Key Al Qaeda operative Ilyas Kashmiri killed in US drone strike
Regarded as one of the most dangerous militants in the world, Ilyas Kashmiri, a senior al Qaeda operative,was killed by a U.S. drone aircraft missile strike in Pakistan, an intelligence official and local media said on Saturday.
The death of the Pakistani militant was another intelligence coup for the United States after U.S. Special Forces killed Osama bin Laden in a town close to Islamabad on May 2.
We are sure that he was killed. Now we are trying to retrieve the bodies, said the Pakistani intelligence official, reports Reuters. We want to get photographs of the bodies.
This is not the first time that Kashmiri's news of death has surfaced. He had been reported dead earlier in September 2009 strike by a U.S. drone aircraft.
Pakistani media said Kashmiri has, indeed, been killed this time, citing the group that he heads that is allied with al Qaeda, Harkat-ul Jihad Islami (HUJI).

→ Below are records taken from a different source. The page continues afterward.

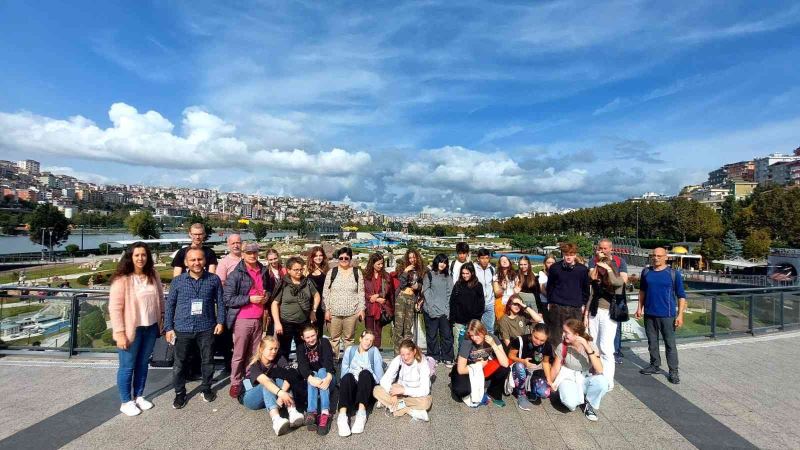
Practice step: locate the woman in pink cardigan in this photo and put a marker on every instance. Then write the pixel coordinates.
(136, 307)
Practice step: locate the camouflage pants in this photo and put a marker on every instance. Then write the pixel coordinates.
(404, 317)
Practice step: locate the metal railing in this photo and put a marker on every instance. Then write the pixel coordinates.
(71, 321)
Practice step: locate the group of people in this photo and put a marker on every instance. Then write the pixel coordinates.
(499, 329)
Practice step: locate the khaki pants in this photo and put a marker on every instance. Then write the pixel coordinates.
(342, 325)
(422, 403)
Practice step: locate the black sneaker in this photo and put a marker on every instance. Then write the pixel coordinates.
(179, 402)
(650, 370)
(209, 395)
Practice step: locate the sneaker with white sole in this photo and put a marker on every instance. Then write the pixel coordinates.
(419, 414)
(343, 425)
(130, 409)
(143, 404)
(359, 423)
(295, 418)
(280, 425)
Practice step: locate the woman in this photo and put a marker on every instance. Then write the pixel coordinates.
(344, 305)
(436, 290)
(362, 369)
(548, 261)
(528, 286)
(315, 270)
(481, 356)
(578, 370)
(136, 307)
(294, 305)
(378, 293)
(466, 303)
(410, 275)
(245, 296)
(517, 320)
(405, 387)
(315, 364)
(272, 380)
(607, 287)
(505, 280)
(532, 358)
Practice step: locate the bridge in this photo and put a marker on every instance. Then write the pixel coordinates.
(731, 396)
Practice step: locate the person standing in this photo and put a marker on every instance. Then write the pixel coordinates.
(245, 296)
(379, 293)
(344, 300)
(485, 273)
(436, 290)
(567, 291)
(294, 305)
(462, 257)
(194, 314)
(661, 286)
(408, 292)
(606, 246)
(136, 309)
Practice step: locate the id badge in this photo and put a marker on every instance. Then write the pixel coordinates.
(197, 307)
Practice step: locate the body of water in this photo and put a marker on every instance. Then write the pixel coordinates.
(23, 244)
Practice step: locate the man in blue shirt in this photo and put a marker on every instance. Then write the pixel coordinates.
(194, 313)
(660, 287)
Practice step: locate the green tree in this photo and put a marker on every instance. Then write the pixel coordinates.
(733, 248)
(259, 230)
(144, 225)
(48, 226)
(756, 244)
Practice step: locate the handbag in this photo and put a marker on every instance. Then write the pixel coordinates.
(618, 310)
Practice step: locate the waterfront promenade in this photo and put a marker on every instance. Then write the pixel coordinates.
(735, 393)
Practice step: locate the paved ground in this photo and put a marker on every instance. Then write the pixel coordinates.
(719, 405)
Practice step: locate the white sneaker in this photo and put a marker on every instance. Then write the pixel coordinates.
(358, 424)
(280, 425)
(343, 425)
(295, 418)
(130, 409)
(143, 404)
(419, 414)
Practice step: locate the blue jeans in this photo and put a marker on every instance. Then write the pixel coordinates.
(260, 398)
(323, 394)
(488, 317)
(133, 362)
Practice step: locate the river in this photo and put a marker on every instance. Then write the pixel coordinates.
(23, 244)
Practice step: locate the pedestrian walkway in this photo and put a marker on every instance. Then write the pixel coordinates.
(731, 396)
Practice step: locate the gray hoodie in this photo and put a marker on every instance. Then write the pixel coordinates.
(436, 289)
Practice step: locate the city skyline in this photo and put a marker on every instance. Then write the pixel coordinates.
(477, 108)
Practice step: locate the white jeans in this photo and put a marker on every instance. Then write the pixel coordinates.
(603, 330)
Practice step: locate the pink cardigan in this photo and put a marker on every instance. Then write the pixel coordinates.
(124, 309)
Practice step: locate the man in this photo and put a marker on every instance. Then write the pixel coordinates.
(567, 291)
(197, 232)
(485, 274)
(660, 286)
(462, 257)
(606, 247)
(194, 315)
(245, 295)
(232, 259)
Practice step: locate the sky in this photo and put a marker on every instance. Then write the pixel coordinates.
(490, 108)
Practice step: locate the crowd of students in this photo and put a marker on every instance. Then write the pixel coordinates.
(500, 330)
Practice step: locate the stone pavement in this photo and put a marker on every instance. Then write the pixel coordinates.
(736, 393)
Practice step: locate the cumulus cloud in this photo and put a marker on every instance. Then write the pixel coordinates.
(149, 139)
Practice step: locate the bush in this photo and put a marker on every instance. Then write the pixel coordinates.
(93, 324)
(705, 319)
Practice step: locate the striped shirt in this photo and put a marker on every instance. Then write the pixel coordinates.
(182, 292)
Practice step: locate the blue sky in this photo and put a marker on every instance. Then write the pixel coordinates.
(482, 107)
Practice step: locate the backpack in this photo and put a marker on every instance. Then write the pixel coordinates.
(335, 271)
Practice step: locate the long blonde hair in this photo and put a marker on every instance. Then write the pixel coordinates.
(262, 346)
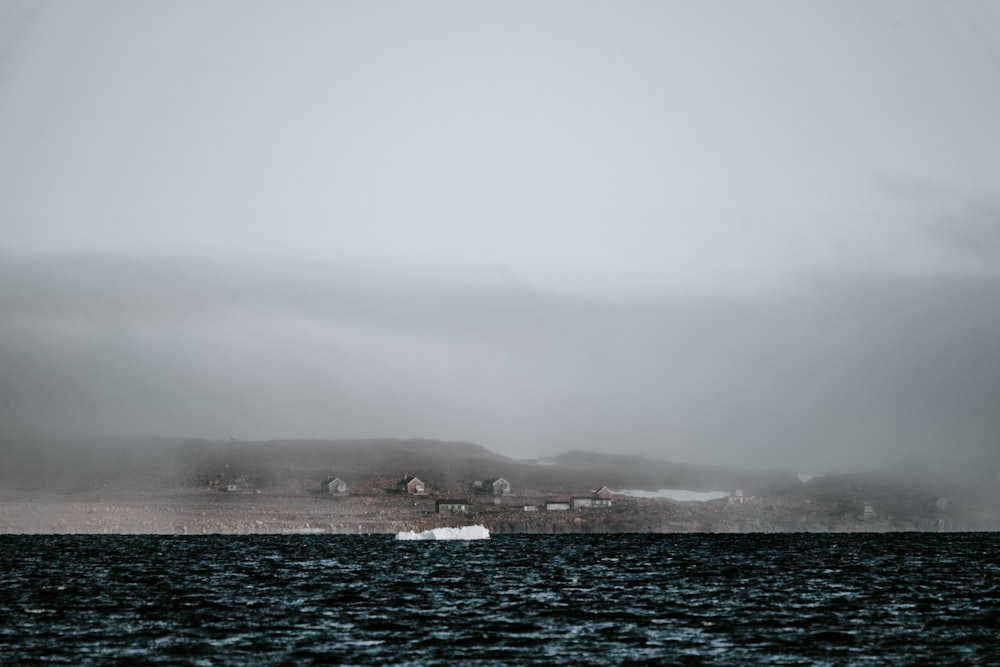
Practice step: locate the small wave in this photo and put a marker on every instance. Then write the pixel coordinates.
(463, 533)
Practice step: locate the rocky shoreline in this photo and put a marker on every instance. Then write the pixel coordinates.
(203, 487)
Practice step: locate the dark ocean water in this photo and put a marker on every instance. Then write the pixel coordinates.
(546, 600)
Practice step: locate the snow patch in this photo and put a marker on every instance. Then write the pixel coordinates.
(675, 494)
(463, 533)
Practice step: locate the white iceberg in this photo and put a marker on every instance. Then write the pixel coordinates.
(463, 533)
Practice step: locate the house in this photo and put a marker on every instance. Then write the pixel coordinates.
(497, 486)
(334, 485)
(604, 493)
(411, 485)
(444, 506)
(737, 498)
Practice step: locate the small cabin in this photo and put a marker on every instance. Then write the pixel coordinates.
(737, 497)
(603, 492)
(334, 485)
(411, 485)
(449, 505)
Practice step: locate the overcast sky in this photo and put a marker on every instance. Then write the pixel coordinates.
(723, 232)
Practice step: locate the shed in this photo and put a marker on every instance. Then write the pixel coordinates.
(334, 485)
(497, 486)
(411, 485)
(603, 492)
(446, 505)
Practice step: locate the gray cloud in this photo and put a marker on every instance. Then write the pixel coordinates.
(839, 373)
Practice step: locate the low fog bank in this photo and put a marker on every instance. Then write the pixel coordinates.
(827, 375)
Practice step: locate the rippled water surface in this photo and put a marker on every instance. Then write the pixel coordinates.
(571, 600)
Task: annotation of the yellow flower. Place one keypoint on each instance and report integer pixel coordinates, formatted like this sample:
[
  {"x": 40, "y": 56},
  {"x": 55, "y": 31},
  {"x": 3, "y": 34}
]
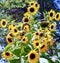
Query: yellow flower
[
  {"x": 33, "y": 56},
  {"x": 20, "y": 34},
  {"x": 32, "y": 3},
  {"x": 52, "y": 27},
  {"x": 26, "y": 27},
  {"x": 57, "y": 17},
  {"x": 11, "y": 27},
  {"x": 32, "y": 10},
  {"x": 10, "y": 34},
  {"x": 7, "y": 55},
  {"x": 14, "y": 31},
  {"x": 27, "y": 14},
  {"x": 36, "y": 43},
  {"x": 35, "y": 4},
  {"x": 44, "y": 48},
  {"x": 41, "y": 34},
  {"x": 51, "y": 43},
  {"x": 9, "y": 40},
  {"x": 37, "y": 34},
  {"x": 26, "y": 19},
  {"x": 44, "y": 24},
  {"x": 24, "y": 40},
  {"x": 3, "y": 23},
  {"x": 51, "y": 14}
]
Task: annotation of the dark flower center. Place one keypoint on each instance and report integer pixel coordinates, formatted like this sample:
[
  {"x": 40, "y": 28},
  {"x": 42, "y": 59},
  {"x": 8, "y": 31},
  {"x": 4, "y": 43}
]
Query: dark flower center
[
  {"x": 7, "y": 53},
  {"x": 36, "y": 33},
  {"x": 9, "y": 39},
  {"x": 43, "y": 46},
  {"x": 31, "y": 9},
  {"x": 57, "y": 16},
  {"x": 11, "y": 35},
  {"x": 32, "y": 4},
  {"x": 37, "y": 44},
  {"x": 44, "y": 24},
  {"x": 24, "y": 39},
  {"x": 36, "y": 5},
  {"x": 32, "y": 56},
  {"x": 51, "y": 14},
  {"x": 4, "y": 23},
  {"x": 52, "y": 27},
  {"x": 26, "y": 20},
  {"x": 15, "y": 30},
  {"x": 41, "y": 34}
]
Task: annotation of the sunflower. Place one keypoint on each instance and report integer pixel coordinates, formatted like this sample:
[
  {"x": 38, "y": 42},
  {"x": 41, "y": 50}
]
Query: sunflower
[
  {"x": 36, "y": 43},
  {"x": 44, "y": 48},
  {"x": 32, "y": 10},
  {"x": 11, "y": 27},
  {"x": 51, "y": 43},
  {"x": 52, "y": 27},
  {"x": 33, "y": 56},
  {"x": 3, "y": 23},
  {"x": 37, "y": 34},
  {"x": 32, "y": 3},
  {"x": 27, "y": 14},
  {"x": 44, "y": 24},
  {"x": 26, "y": 27},
  {"x": 51, "y": 14},
  {"x": 14, "y": 31},
  {"x": 26, "y": 19},
  {"x": 41, "y": 34},
  {"x": 24, "y": 40},
  {"x": 20, "y": 34},
  {"x": 10, "y": 34},
  {"x": 7, "y": 55},
  {"x": 57, "y": 17},
  {"x": 35, "y": 4},
  {"x": 9, "y": 40}
]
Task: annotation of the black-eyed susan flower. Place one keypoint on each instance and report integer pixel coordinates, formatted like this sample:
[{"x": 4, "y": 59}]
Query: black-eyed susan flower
[
  {"x": 51, "y": 43},
  {"x": 7, "y": 55},
  {"x": 44, "y": 24},
  {"x": 32, "y": 10},
  {"x": 51, "y": 14},
  {"x": 14, "y": 31},
  {"x": 36, "y": 43},
  {"x": 32, "y": 3},
  {"x": 10, "y": 34},
  {"x": 3, "y": 23},
  {"x": 52, "y": 27},
  {"x": 26, "y": 27},
  {"x": 41, "y": 34},
  {"x": 24, "y": 40},
  {"x": 35, "y": 4},
  {"x": 57, "y": 17},
  {"x": 26, "y": 19},
  {"x": 20, "y": 34},
  {"x": 33, "y": 56},
  {"x": 11, "y": 27},
  {"x": 9, "y": 40},
  {"x": 27, "y": 14},
  {"x": 44, "y": 48},
  {"x": 37, "y": 34}
]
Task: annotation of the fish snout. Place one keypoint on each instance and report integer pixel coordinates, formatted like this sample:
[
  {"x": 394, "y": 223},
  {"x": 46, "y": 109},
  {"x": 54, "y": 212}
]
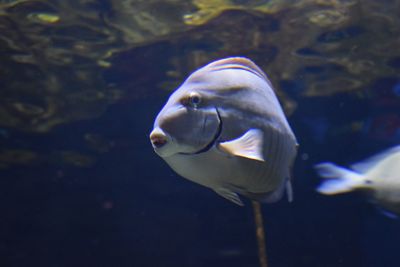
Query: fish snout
[{"x": 158, "y": 138}]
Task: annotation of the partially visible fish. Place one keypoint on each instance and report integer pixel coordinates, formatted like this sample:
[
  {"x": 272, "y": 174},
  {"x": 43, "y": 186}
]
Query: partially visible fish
[
  {"x": 379, "y": 176},
  {"x": 224, "y": 128}
]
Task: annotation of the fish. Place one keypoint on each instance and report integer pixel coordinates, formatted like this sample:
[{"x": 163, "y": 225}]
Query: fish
[
  {"x": 378, "y": 177},
  {"x": 225, "y": 129}
]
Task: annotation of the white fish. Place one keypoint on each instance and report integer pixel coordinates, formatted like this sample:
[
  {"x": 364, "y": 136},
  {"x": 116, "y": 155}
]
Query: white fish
[
  {"x": 379, "y": 176},
  {"x": 224, "y": 128}
]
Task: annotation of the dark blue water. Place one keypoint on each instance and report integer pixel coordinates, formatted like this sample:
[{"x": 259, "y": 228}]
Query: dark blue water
[{"x": 116, "y": 203}]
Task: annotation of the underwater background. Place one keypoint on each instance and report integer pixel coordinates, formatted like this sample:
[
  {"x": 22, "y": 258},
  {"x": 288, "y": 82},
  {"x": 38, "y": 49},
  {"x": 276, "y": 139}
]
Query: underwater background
[{"x": 81, "y": 82}]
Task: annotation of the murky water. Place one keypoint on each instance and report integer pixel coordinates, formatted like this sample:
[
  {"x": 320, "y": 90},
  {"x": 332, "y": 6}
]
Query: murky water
[{"x": 81, "y": 83}]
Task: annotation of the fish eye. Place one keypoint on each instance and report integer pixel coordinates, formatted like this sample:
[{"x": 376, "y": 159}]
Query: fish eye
[{"x": 194, "y": 99}]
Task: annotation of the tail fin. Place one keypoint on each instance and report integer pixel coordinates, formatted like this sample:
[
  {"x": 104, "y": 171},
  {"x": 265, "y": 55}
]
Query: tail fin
[{"x": 341, "y": 180}]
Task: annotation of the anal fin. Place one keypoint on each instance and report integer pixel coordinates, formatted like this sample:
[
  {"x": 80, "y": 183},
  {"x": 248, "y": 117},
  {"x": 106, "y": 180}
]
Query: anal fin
[{"x": 230, "y": 195}]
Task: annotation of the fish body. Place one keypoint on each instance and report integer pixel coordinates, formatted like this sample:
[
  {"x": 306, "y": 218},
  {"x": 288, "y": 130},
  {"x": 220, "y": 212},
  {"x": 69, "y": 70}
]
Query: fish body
[
  {"x": 224, "y": 128},
  {"x": 379, "y": 176}
]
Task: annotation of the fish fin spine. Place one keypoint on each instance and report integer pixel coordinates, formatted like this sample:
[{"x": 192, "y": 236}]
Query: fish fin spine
[
  {"x": 248, "y": 145},
  {"x": 340, "y": 180},
  {"x": 230, "y": 195}
]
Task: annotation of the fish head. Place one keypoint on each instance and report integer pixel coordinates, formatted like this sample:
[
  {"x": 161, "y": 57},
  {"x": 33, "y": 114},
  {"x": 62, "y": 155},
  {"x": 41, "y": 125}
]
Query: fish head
[
  {"x": 187, "y": 124},
  {"x": 190, "y": 121}
]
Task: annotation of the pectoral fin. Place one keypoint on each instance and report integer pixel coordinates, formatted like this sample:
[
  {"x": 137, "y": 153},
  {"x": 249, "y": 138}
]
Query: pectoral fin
[
  {"x": 248, "y": 145},
  {"x": 230, "y": 195}
]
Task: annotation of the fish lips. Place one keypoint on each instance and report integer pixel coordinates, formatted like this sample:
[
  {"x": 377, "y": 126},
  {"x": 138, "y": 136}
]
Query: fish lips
[{"x": 165, "y": 145}]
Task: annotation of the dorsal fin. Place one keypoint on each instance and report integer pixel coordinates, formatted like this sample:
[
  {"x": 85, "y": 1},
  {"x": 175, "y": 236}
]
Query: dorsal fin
[{"x": 237, "y": 63}]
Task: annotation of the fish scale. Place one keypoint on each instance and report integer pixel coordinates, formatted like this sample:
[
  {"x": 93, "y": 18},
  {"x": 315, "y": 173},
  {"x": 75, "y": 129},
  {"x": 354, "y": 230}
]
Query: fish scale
[{"x": 224, "y": 128}]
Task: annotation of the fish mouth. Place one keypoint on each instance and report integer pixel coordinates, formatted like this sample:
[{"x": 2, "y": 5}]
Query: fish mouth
[{"x": 213, "y": 140}]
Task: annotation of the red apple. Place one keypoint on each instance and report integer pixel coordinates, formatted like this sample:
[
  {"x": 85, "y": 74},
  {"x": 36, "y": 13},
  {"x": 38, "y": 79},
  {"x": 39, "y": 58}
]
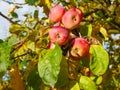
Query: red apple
[
  {"x": 71, "y": 19},
  {"x": 79, "y": 47},
  {"x": 51, "y": 45},
  {"x": 59, "y": 34},
  {"x": 56, "y": 13}
]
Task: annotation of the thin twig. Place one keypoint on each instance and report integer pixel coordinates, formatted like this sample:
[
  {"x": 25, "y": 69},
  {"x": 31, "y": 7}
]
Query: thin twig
[
  {"x": 14, "y": 2},
  {"x": 1, "y": 14}
]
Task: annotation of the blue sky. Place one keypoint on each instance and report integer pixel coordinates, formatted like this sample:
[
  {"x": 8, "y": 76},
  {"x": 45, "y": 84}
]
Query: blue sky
[{"x": 4, "y": 7}]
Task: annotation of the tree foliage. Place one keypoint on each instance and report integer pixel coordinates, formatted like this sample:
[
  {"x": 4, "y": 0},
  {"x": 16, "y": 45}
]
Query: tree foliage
[{"x": 27, "y": 64}]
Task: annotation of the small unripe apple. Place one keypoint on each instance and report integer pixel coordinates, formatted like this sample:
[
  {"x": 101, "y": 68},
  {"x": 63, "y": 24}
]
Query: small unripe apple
[
  {"x": 71, "y": 19},
  {"x": 56, "y": 13},
  {"x": 59, "y": 34},
  {"x": 79, "y": 47}
]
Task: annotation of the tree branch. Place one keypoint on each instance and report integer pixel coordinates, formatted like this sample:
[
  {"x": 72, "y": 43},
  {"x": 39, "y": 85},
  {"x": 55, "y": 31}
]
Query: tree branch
[{"x": 1, "y": 14}]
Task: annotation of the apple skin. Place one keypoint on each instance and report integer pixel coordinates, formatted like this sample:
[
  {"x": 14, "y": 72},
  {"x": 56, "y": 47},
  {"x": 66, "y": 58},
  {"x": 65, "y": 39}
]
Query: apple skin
[
  {"x": 71, "y": 19},
  {"x": 59, "y": 34},
  {"x": 79, "y": 47},
  {"x": 51, "y": 45},
  {"x": 56, "y": 13}
]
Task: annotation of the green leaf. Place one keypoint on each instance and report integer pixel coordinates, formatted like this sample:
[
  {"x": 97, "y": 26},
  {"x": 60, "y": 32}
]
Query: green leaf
[
  {"x": 99, "y": 80},
  {"x": 86, "y": 83},
  {"x": 99, "y": 59},
  {"x": 14, "y": 15},
  {"x": 63, "y": 78},
  {"x": 49, "y": 65},
  {"x": 12, "y": 40},
  {"x": 15, "y": 28},
  {"x": 34, "y": 81},
  {"x": 5, "y": 48},
  {"x": 32, "y": 2},
  {"x": 103, "y": 31},
  {"x": 4, "y": 56},
  {"x": 75, "y": 87},
  {"x": 89, "y": 30}
]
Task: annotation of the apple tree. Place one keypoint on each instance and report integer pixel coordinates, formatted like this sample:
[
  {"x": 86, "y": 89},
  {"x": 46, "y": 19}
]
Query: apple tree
[{"x": 75, "y": 46}]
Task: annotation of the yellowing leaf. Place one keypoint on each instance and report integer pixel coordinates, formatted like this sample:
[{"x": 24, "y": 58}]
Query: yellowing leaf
[
  {"x": 104, "y": 33},
  {"x": 75, "y": 87},
  {"x": 11, "y": 10}
]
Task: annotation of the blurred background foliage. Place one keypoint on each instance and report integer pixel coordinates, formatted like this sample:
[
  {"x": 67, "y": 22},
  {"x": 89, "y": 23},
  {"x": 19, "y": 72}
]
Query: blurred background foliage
[{"x": 19, "y": 52}]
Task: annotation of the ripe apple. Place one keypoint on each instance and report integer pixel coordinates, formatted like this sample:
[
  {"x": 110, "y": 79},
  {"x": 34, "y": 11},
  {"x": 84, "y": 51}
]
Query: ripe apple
[
  {"x": 72, "y": 18},
  {"x": 59, "y": 34},
  {"x": 79, "y": 47},
  {"x": 56, "y": 13},
  {"x": 51, "y": 45}
]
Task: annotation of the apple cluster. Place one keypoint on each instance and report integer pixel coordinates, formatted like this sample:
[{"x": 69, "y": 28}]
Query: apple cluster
[{"x": 68, "y": 20}]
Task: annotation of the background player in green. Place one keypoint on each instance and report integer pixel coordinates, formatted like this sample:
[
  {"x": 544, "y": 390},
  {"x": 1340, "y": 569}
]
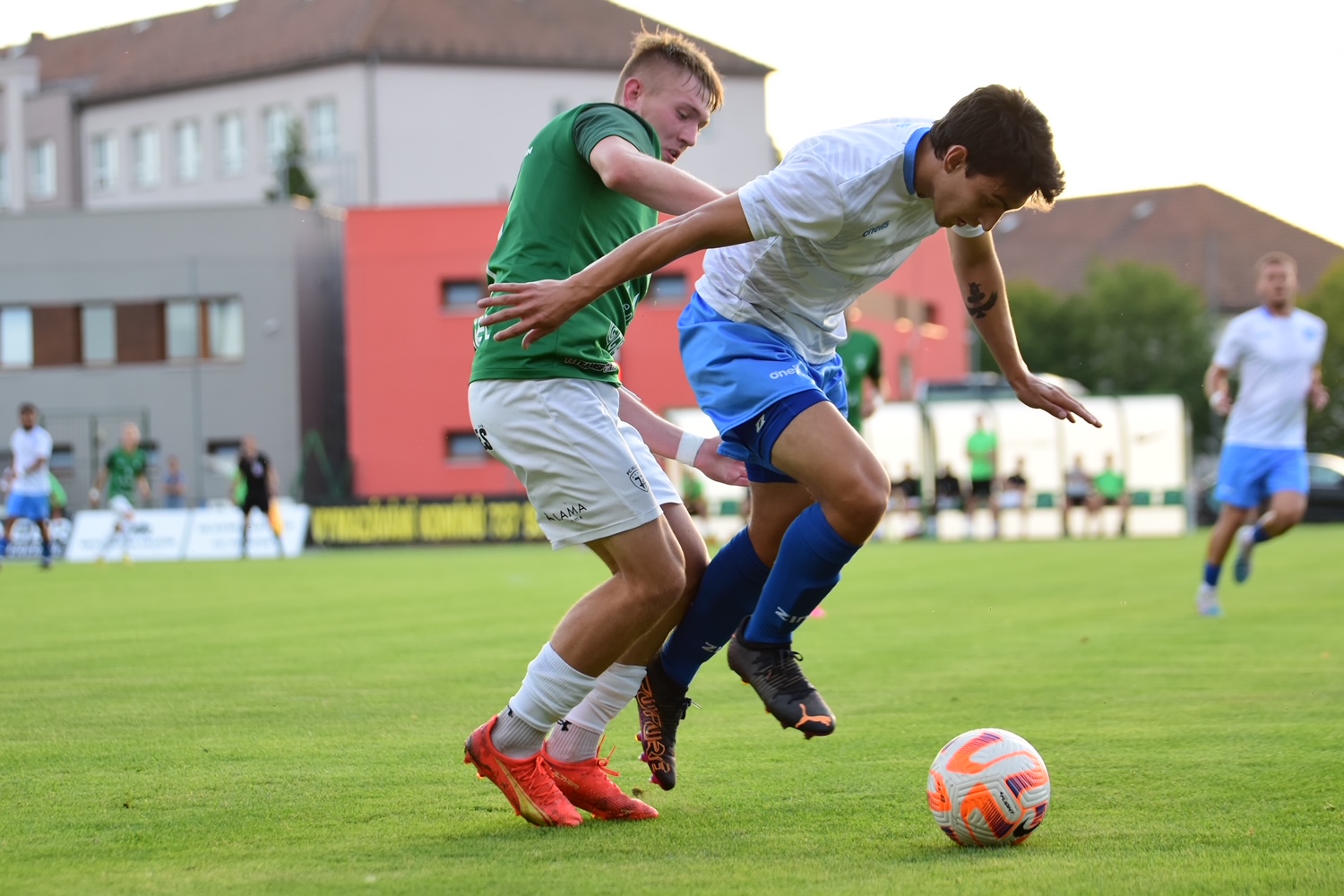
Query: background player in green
[
  {"x": 860, "y": 354},
  {"x": 983, "y": 450},
  {"x": 581, "y": 445},
  {"x": 126, "y": 482}
]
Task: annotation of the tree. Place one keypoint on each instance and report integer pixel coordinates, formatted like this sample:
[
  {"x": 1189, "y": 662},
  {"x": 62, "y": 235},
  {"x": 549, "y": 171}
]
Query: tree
[
  {"x": 290, "y": 174},
  {"x": 1134, "y": 330},
  {"x": 1325, "y": 429}
]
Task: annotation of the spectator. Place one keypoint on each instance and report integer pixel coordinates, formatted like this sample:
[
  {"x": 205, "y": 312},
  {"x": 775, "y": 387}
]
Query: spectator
[
  {"x": 175, "y": 485},
  {"x": 1078, "y": 490},
  {"x": 1110, "y": 492}
]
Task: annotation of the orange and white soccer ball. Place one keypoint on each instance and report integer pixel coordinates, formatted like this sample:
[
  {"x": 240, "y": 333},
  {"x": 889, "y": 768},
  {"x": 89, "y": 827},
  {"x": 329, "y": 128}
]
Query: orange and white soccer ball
[{"x": 988, "y": 788}]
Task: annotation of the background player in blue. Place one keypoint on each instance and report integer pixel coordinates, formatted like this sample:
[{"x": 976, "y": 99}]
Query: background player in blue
[
  {"x": 30, "y": 489},
  {"x": 1276, "y": 352},
  {"x": 789, "y": 253}
]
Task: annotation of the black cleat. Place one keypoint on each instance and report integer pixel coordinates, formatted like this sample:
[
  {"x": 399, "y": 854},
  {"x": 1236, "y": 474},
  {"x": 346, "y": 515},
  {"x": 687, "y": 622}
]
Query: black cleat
[
  {"x": 779, "y": 680},
  {"x": 663, "y": 704}
]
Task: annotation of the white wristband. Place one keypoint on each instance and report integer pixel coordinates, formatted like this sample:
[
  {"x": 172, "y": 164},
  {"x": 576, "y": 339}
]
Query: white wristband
[{"x": 690, "y": 447}]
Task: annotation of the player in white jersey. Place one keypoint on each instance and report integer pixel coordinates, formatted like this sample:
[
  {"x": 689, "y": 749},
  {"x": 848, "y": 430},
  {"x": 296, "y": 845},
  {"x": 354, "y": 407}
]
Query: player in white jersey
[
  {"x": 30, "y": 485},
  {"x": 789, "y": 253},
  {"x": 1276, "y": 351}
]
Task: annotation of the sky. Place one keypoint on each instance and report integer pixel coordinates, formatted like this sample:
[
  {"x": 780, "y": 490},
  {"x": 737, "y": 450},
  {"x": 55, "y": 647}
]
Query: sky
[{"x": 1245, "y": 99}]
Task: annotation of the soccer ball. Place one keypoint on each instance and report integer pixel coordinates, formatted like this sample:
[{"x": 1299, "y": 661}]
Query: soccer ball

We confirm that our Amir (leader) and commander in chief, Mohammad Ilyas Kashmiri, along with other companions, was martyred in an American drone strike on June 3, 2011, at 11:15 p.m., Abu Hanzla Kashir, who identified himself as a HUJI spokesman, said in a statement faxed to a Pakistani television station. God willing ... America will very soon see our full revenge. Our only target is America he added.
The authenticity of the statement could not be verified. HUJI was responsible for the March 2006 suicide bombing of the U.S. Consulate in Karachi which killed four people and wounded 48, the U.S. State Department said.
Other intelligence officials said earlier, that late on Friday night, a remotely piloted U.S. drone aircraft fired three missiles at a militant centre in the village of Shwkainary in South Waziristan, killing a total of eight militants, including five of Kashmiri's supporters.
The Pakistani Taliban, which has strong ties with al Qaeda, said earlier that reports of Kashmiri's death were false.
The U.S. Department of State has labeled Kashmiri a specially designated global terrorist, adding him to a list of high-profile militants.
In March of last year, the U.S. attorney's office quoted in a statement a Chicago taxi driver charged with sending money to Kashmiri as saying the Pakistani militant told him he wanted to train operatives to conduct attacks in the United States.
The Pakistani media has speculated that Kashmiri was the mastermind of a militant siege of a Pakistani naval base last month which humiliated the Pakistani military, Reuters reported.